January 28th, We talk on the phone. Friends have been seeing him. He reassures me he's fine, don't come up till I'm well, it'd be terrible if he caught it because of his immune system. Don't worry, he says. He has a friend coming over on Monday.

January 29th. I'm awakened by a frantic phone call from the nurse. It takes me a few seconds to realize why she's so upset. I'm at the hospital with his brother before they wheel him out of the room. Medically induced coma. Brain hemorrhage. We're here, Jesse, I call to him. I believe he can hear me somehow. Neurological ICU. I don't leave his side for the next 9 days. They put shunts in his head to try to alleviate the pressure, but you can see from the monitors that his arteries shoot off geysers of blood in there, exploding his brain, slowly pushing it into non-existence.

February 8th. It's too late. He's gone. They pull the plug. They don't want me there when he stops breathing, but I'm just on the other side of the curtain, holding his foot. I don't want him to be alone when he crosses over. Even though I know he hasn't really been there for days.

He was only 22. I lost my firstborn son. And with that lost my fear of dying. Because he has gone before me, how could I be afraid?

Wednesday, January 16, 2008

Friday, December 7, 2007

Placing

Peachy invited me for drinks on the Wednesday before her race. She wanted to give me a tee shirt to wear while she was racing, with the Leukemia & Lymphoma Society logos and a picture of my son silkscreened on the chest. After a couple of plum mojitos she told me how she'd gotten involved in bike racing for charity. I'll try to repeat more or less verbatim here, but the quotations are more for reference than an indication of her exact words. Like I said, plum mojitos had taken place.

"I was walking through the Village with my brother, and a man comes up and hands us a flyer for the AIDS race to Boston. So I say, why not, and we go to the community center and I sign up. I don’t even have a bike.

"My brother buys me a bike, but says I have to give it back to him after the race.
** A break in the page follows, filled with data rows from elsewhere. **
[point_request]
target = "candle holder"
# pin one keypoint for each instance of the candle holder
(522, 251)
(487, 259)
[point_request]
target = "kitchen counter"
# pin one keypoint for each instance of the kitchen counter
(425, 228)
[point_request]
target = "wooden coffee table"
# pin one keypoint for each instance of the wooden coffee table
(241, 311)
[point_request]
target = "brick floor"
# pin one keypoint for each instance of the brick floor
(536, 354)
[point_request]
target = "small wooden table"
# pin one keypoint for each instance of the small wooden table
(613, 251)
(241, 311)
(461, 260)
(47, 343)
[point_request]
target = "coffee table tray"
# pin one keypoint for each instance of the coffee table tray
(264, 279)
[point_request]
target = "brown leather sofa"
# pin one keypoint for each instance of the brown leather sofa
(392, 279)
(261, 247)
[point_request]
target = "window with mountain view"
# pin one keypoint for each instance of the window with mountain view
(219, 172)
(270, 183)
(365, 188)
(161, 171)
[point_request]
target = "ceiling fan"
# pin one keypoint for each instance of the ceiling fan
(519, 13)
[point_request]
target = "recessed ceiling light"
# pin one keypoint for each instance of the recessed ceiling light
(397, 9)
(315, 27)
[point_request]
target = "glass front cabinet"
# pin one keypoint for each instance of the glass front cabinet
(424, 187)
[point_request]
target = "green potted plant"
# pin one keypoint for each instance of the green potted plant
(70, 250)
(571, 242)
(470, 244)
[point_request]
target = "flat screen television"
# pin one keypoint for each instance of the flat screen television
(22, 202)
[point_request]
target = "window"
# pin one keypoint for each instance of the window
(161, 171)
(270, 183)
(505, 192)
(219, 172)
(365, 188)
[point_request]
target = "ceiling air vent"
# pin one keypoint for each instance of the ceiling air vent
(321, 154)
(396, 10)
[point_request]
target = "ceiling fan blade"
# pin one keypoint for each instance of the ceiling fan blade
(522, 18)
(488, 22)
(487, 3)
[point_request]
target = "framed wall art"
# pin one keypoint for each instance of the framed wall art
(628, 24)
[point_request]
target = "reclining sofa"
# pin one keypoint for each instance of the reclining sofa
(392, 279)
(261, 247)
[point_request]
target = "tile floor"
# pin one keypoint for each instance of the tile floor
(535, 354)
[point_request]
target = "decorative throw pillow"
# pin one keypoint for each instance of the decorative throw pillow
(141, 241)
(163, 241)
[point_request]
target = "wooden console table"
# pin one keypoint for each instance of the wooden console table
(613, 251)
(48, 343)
On the night before, I invite friends out and we are drinking and someone asks me how I trained. Trained? I didn't even get on the bike yet. So the next morning I show up at the parking lot and get on the bike. We don't know what the gears are for, but my brother watches some other people change theirs and he puts them in the same position. So, okay, I ride around a few times and I’m ready to go. And everything is just fine until we get to Connecticut, where there are a lot of hills. Everyone else is just speeding by” — Here she pantomimes a person riding uphill in low gear, then herself struggling in high gear-- “and I’m pushing and pushing and getting nowhere. This guy rides up next to me and notices my Romanian flag on my bike and he says, “How are you my Romanian flower?” and I say “I am not a flower! I can’t ride this bike and everyone else is whizzing by!” so he looks at my gears and says, “put it in low gear” and I say “huh?” So he tells me to pull over -- and I still don't know how to get my feet out of the clips, so I fall over. I somehow get my feet out, and he shows me how to adjust the gears. I get so involved I don't remember how to get the clips off next time.
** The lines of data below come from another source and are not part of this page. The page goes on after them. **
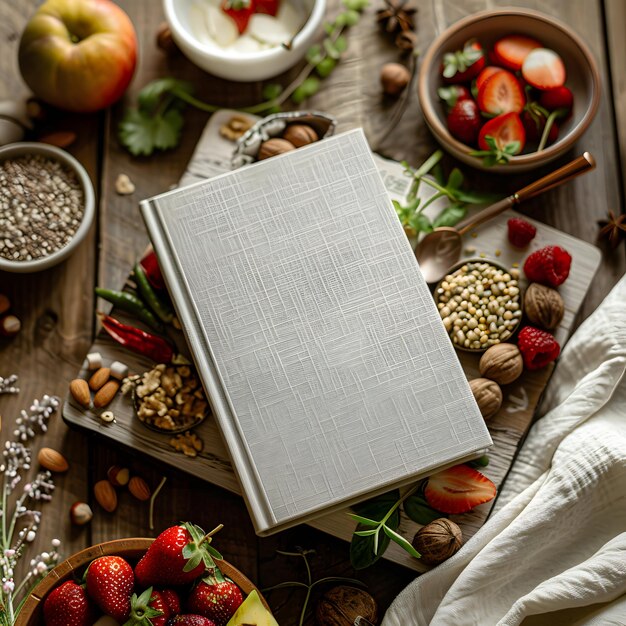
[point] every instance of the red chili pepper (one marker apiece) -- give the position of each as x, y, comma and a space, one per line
150, 265
152, 346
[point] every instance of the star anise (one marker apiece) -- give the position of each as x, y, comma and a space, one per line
613, 228
396, 17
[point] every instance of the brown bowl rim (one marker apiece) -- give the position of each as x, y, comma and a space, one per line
118, 547
458, 266
525, 160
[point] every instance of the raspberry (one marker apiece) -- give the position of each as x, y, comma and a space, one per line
538, 347
548, 266
521, 232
"Now on the whole ride, other people are shouting, "Passing!" "Slowing!" "Stopping" and I have no idea what it means, but I say whatever they say. So when we come up to the light, I yell "slowing!" stopping!" then as I try to get my feet out of the clips again, "FALLING!" But finally I learn how to get out of the clips, I make it to Boston in a couple of days, and when I step on the scale, I lost 7 pounds!"
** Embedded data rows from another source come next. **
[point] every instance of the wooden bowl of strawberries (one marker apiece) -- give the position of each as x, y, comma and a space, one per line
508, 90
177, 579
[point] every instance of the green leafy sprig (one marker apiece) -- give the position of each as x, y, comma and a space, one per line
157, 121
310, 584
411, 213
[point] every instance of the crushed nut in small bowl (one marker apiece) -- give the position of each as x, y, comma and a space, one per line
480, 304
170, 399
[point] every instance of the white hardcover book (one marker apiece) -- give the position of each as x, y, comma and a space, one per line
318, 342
She told me her brother did in fact take her bike, so when she decided to train for the Arizona race, she had to buy a new bike -- and train. Team in Training seems to have a good coach and training program, because when Peach called me after the race, her first words were "I got the silver!" I was so proud of her. Jesse would have been too, and I told her so. When we got together last week for her birthday, Peachy wore her racing shirt, bright green and purple, with Jesse's photo on the shoulder. I don't think Jesse's brother or I will ever take off our purple rubber bracelets, Peachy. Thank you so much for letting us be a part of your victory. And please let me know if I quoted you wrong!